Overview

FASTMAS (Fast-Fail Trials in Mood and Anxiety Spectrum Disorders) Kappa Opioid Receptor Phase 1 Study

Status:
Withdrawn

Trial end date:
2015-04-01

Target enrollment:
0

Participant gender:
All

Summary

The available treatments for patients with mood and anxiety spectrum disorders have significant limitations.
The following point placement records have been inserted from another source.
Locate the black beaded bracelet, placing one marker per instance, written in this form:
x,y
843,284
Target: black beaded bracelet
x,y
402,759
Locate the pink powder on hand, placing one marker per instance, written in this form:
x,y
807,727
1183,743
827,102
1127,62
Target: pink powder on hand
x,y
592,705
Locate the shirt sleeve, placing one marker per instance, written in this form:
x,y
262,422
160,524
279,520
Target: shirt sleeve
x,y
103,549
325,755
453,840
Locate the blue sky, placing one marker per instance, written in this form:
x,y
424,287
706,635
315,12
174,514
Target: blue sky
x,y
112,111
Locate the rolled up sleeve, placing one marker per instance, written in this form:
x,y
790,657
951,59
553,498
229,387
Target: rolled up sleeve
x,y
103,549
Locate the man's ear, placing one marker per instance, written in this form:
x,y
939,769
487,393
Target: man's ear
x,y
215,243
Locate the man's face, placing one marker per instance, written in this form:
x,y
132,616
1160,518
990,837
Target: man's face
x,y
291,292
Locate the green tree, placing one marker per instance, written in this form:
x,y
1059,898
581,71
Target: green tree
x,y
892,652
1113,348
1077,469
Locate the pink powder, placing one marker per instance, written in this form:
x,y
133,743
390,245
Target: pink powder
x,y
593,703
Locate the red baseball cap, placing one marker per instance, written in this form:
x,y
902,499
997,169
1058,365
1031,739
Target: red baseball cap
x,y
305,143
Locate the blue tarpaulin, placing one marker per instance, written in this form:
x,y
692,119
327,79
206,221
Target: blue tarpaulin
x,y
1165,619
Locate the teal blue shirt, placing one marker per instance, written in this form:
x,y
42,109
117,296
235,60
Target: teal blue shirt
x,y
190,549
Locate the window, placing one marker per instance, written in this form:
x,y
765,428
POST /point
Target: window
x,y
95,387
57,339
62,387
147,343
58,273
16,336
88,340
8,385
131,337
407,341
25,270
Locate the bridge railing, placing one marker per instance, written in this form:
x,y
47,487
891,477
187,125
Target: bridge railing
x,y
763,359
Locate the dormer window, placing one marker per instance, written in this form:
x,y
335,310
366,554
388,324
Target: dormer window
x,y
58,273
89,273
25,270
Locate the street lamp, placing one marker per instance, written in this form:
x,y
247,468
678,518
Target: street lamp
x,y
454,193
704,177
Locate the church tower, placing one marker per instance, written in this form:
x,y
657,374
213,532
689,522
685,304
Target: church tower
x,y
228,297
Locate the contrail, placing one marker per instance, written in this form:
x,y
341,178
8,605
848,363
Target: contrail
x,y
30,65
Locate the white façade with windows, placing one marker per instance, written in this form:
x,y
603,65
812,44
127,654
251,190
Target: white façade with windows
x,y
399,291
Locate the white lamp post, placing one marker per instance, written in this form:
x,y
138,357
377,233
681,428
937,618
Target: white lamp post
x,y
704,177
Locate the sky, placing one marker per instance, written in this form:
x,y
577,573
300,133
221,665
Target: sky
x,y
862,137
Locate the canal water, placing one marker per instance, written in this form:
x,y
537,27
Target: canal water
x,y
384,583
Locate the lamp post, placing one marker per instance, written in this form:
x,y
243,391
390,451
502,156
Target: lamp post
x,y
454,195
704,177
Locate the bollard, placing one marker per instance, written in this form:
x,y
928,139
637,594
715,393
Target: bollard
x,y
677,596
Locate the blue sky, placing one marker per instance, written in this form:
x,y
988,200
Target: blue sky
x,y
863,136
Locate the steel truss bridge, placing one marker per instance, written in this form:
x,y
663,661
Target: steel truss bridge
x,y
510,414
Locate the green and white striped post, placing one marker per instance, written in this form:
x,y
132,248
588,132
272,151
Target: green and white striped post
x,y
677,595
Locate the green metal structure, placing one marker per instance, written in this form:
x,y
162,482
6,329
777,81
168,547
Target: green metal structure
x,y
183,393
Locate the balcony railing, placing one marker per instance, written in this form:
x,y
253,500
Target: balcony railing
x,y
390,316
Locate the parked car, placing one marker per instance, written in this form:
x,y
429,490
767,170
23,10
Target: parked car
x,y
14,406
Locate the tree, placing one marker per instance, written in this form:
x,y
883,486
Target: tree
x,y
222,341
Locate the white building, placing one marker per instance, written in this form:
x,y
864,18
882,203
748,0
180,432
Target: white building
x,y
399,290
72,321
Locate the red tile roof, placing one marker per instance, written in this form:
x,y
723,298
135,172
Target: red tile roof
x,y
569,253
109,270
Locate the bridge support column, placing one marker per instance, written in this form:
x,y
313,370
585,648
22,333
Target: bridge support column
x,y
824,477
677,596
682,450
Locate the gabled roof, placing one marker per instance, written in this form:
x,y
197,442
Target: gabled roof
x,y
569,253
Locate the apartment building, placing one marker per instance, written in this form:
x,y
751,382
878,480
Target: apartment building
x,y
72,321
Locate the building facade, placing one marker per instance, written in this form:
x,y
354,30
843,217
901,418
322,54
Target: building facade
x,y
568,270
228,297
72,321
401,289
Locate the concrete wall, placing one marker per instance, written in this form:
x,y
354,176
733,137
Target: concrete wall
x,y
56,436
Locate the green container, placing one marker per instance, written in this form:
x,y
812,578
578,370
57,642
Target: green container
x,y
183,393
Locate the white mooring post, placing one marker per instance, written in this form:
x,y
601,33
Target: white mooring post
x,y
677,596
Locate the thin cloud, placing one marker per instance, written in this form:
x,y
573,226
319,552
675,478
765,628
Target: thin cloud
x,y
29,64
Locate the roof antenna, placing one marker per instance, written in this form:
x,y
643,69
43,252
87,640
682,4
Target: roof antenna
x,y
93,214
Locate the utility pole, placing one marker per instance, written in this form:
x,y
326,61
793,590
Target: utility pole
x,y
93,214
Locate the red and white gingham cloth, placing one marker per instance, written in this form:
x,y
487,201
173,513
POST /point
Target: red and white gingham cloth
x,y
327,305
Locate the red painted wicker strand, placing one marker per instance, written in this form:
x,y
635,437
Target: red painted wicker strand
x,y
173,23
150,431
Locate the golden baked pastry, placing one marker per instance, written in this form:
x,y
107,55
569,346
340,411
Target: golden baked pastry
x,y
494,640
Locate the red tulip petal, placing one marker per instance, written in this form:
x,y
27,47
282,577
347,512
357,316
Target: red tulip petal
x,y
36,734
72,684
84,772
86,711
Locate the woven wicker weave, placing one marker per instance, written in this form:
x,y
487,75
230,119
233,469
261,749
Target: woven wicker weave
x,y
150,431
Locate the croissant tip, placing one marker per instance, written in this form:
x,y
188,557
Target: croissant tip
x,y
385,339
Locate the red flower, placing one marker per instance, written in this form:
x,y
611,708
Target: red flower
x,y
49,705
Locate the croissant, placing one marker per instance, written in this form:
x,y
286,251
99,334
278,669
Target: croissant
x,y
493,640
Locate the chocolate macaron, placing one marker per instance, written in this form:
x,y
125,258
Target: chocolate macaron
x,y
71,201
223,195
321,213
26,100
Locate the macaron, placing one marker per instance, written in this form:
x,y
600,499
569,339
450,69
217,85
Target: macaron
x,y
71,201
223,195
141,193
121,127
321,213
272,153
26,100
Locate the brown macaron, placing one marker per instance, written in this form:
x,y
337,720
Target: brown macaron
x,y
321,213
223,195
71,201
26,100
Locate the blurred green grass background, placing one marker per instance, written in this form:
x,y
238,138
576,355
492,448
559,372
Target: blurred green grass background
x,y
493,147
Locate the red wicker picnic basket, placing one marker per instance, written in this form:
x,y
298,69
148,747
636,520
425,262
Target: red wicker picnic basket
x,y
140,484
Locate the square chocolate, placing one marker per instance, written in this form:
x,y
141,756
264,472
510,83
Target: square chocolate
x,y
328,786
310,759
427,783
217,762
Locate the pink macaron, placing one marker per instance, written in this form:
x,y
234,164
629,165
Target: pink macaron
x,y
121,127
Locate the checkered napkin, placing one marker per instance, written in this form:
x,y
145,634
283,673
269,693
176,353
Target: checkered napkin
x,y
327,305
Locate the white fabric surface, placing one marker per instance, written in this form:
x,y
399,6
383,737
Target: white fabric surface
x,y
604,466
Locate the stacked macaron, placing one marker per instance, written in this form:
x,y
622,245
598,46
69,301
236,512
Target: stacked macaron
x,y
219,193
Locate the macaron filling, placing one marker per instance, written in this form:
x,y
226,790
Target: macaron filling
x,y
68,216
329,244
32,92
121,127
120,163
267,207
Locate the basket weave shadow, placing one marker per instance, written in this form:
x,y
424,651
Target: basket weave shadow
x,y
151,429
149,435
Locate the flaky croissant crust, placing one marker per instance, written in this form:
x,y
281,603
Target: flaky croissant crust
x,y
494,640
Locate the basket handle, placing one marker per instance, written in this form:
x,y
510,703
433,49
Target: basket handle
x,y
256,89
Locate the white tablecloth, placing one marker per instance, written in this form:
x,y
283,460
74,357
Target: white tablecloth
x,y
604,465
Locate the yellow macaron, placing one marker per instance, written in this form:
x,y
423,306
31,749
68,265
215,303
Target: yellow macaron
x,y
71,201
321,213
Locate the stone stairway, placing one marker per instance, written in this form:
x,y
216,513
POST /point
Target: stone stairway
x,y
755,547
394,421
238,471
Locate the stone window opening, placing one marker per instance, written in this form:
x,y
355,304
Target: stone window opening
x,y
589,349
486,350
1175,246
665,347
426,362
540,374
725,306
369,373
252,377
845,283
This study will contribute significantly to public health by taking steps to address these limitations by aiding in the interpretation of a study that: 1) tests a promising new treatment for mood and anxiety spectrum disorders; 2) evaluates a potential target in the brain which could serve as the basis for development of additional new candidate compounds for the treatment of patients with mood and anxiety spectrum disorders; 3) establishes more expeditious methods for evaluating potential new therapies for patients with mood and anxiety spectrum disorders; and 4) specifically establishes methods for the development of new therapies targeting anhedonia, an important RDoC (Research Domain Criteria) endpoint.

Phase:

Phase 1

Accepts Healthy Volunteers?

Accepts Healthy Volunteers

Details

Lead Sponsor:

Andrew Krystal

Collaborator:

Yale University

Treatments:

Analgesics, Opioid
Aticaprant

Criteria

Inclusion Criteria:

- Age 21 through 65 years of age

- Body mass index 19 through 30 lbs/in2

- Reliable and willing to be available for the duration of the study

- Willing and able to give written informed consent to participate

- Able to understand and comply with instructions

- If female of childbearing potential, must agree to use dual methods of contraception
and be willing and able to continue contraception for 6 weeks after the last dose of
study drug. Females using oral contraception must have started using it at least 2
months prior to the Baseline Visit

- If male of childbearing potential, must have undergone surgical sterilization (such as
a vasectomy) or agree to use a condom used with a spermicide during participation in
the study and for 1 month afterward

Exclusion Criteria:

- Any clinically significant abnormality of any of the hematology, clinical, chemistry,
or urine drug tests

- Magnetic resonance imaging contraindications at 3 Tesla (e.g., ferromagnetic implants
or shrapnel or other incompatibilities)

- Any clinically significant abnormality of the 12-lead ECG; QTc (corrected QT) interval
recorded on screening or predose greater than 450 msec

- Any clinically significant history of neurologic disease, cancer, or cardiac,
respiratory, metabolic, hepatic, renal, gastrointestinal (except appendectomy),
dermatological, venereal, hematological disorder or disease

- Any clinically significant history of Axis I psychiatric disorder, or history of
attempted suicide

- History of seeking advice from a physician or counselor for abuse or misuse of
alcohol, non-medical drugs, medicinal drugs or other substance abuse, for example,
solvents

- Any current or previous recreational use of Class A drugs such as opiates, cocaine,
ecstasy, LSD (Lysergic acid diethylamide), and amphetamines (Class B)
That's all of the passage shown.